Przez dwa dni na Jeziorem Białym królował Volkswagen, lubelski dealer Autohaus Otto. Były gry, zabawy i malowanie nowego modelu tiguana.
Ochoczo do malowania samochodu specjalnym mazakiem wziął się 4-letni Szymon z Opola. – Był to jego pierwsze graffiti w życiu. Przed chwilą po raz pierwszy pomalował sobie twarz. Oczywiście jest kotem – powiedziała jego mama.
Podczas dwóch dni w „strefie zabaw” Autohaus Otto ani przez moment nie było nudno. – Cały czas coś się dzieje, ludzie jest bardzo dużo. Dzieci pod okiem instruktorów bawią się podczas sesji fitness, mamy mogą się zrelaksować na leżakach, a tatusiowie z bliska obejrzeć nowego tiguana – mówi Aleksandra Anusiak z Autohaus Otto.
Starsi chłopcy ustawiali się w kolejce do symulatora auta rajdowego. 10-minutowe sesje cieszyły się wielką popularnością. Nie brakowało też chętnych do motoryzacyjnego twister tiguan.

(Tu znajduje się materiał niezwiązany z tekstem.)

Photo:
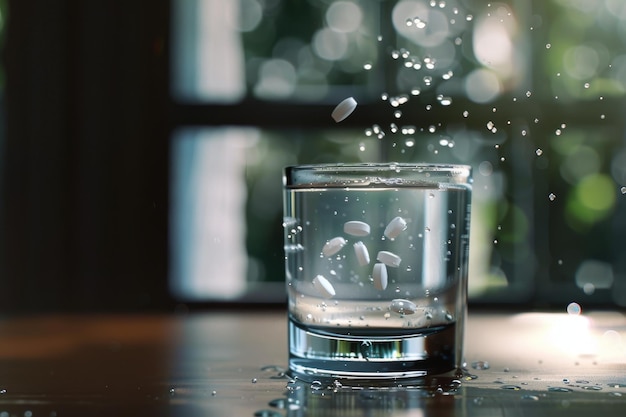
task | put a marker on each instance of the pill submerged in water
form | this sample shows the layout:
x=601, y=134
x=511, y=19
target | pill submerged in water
x=356, y=228
x=402, y=306
x=395, y=227
x=389, y=259
x=379, y=274
x=333, y=246
x=344, y=109
x=362, y=255
x=323, y=286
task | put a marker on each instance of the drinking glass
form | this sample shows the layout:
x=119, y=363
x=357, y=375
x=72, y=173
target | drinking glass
x=376, y=259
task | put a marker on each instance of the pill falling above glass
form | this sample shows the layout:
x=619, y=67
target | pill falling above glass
x=344, y=109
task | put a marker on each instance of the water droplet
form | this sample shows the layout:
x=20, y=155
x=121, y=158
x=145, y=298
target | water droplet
x=267, y=413
x=480, y=365
x=278, y=403
x=574, y=309
x=559, y=389
x=316, y=385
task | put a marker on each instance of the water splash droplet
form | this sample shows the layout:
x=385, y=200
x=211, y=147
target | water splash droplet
x=574, y=309
x=559, y=389
x=480, y=365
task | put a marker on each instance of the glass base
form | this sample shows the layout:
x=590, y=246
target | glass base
x=363, y=354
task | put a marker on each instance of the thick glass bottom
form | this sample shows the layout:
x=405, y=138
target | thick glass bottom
x=363, y=354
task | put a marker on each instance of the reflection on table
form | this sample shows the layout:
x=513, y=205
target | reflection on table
x=232, y=363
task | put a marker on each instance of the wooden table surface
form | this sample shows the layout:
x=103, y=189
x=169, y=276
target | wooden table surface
x=231, y=364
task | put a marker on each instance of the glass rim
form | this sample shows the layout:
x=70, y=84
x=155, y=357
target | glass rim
x=372, y=174
x=383, y=166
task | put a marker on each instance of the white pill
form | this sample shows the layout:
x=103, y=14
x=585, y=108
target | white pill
x=362, y=255
x=380, y=276
x=356, y=228
x=344, y=109
x=395, y=227
x=333, y=246
x=323, y=286
x=402, y=306
x=389, y=259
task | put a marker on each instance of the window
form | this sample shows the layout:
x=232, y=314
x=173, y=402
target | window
x=527, y=92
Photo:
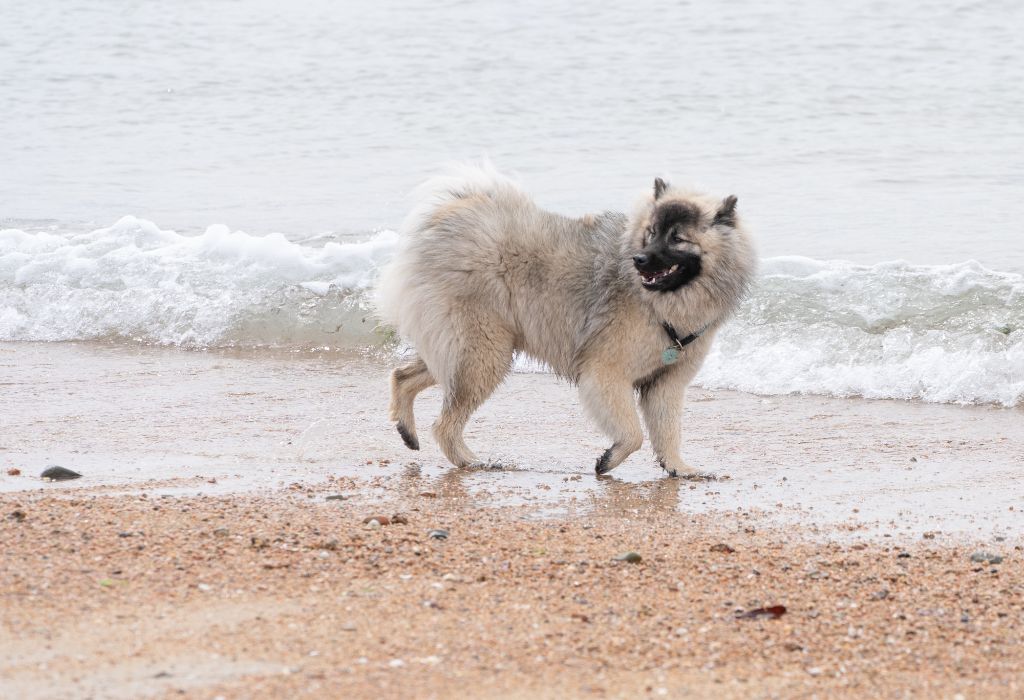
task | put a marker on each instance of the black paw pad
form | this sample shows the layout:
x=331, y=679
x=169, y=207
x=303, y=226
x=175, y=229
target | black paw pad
x=408, y=437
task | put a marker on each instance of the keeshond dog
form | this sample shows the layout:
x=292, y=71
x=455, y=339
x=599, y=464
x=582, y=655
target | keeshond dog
x=624, y=307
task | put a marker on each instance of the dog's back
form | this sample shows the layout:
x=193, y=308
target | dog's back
x=478, y=257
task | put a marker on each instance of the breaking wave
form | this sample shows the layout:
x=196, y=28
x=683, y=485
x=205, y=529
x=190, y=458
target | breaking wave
x=944, y=334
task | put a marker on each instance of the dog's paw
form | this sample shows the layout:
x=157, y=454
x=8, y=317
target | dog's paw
x=603, y=462
x=411, y=440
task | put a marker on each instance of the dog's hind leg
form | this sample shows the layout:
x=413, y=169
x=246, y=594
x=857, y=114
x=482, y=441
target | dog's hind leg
x=473, y=376
x=407, y=382
x=608, y=400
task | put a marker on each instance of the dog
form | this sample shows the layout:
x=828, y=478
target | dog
x=626, y=307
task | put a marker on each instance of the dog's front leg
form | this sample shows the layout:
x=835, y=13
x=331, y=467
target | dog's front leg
x=662, y=403
x=609, y=402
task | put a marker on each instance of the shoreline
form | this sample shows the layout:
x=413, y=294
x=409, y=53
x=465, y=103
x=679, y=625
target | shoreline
x=237, y=422
x=201, y=554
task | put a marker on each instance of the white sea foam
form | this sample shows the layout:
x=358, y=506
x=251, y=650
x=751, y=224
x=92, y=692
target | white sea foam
x=134, y=280
x=946, y=334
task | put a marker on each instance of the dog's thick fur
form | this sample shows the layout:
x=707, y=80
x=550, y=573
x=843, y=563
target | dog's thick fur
x=482, y=272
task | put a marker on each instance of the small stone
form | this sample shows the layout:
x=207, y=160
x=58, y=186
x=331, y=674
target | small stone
x=55, y=473
x=986, y=558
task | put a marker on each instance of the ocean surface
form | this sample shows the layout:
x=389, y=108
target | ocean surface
x=232, y=174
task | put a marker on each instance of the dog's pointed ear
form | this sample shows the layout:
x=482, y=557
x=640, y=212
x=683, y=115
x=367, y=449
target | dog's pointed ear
x=726, y=214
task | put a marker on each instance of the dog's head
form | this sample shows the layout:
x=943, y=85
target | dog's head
x=675, y=233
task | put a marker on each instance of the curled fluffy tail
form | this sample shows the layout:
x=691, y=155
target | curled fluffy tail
x=391, y=294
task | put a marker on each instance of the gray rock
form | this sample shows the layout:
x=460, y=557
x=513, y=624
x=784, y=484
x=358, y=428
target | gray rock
x=986, y=558
x=631, y=557
x=59, y=474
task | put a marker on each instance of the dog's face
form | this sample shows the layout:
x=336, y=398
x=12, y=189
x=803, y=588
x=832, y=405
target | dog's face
x=672, y=239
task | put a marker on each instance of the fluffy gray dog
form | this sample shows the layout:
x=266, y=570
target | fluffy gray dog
x=622, y=306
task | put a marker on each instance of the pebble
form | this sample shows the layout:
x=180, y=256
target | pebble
x=986, y=558
x=58, y=474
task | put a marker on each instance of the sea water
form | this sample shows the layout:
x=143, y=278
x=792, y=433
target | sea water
x=232, y=174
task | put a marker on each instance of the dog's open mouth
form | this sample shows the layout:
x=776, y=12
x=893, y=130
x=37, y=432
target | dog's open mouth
x=652, y=278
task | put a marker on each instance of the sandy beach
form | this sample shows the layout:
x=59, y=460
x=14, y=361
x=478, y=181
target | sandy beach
x=216, y=544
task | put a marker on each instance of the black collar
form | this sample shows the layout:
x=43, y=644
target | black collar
x=682, y=342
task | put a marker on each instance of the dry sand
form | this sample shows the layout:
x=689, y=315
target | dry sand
x=201, y=556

Były liczne konkursy z ciekawymi nagrodami, w tym 10 tiguanów na weekend z pełnym bakiem (jak wygrać jednego z nich – czytajcie w Dzienniku Wschodnim już w najbliższy piątek).
Kolejne spotkanie z Autohaus Otto i nowym tiguanem już w najbliższą sobotę i niedzielę. Tym razem strefa zabaw będzie czekać na plaży nad jeziorem Firlej.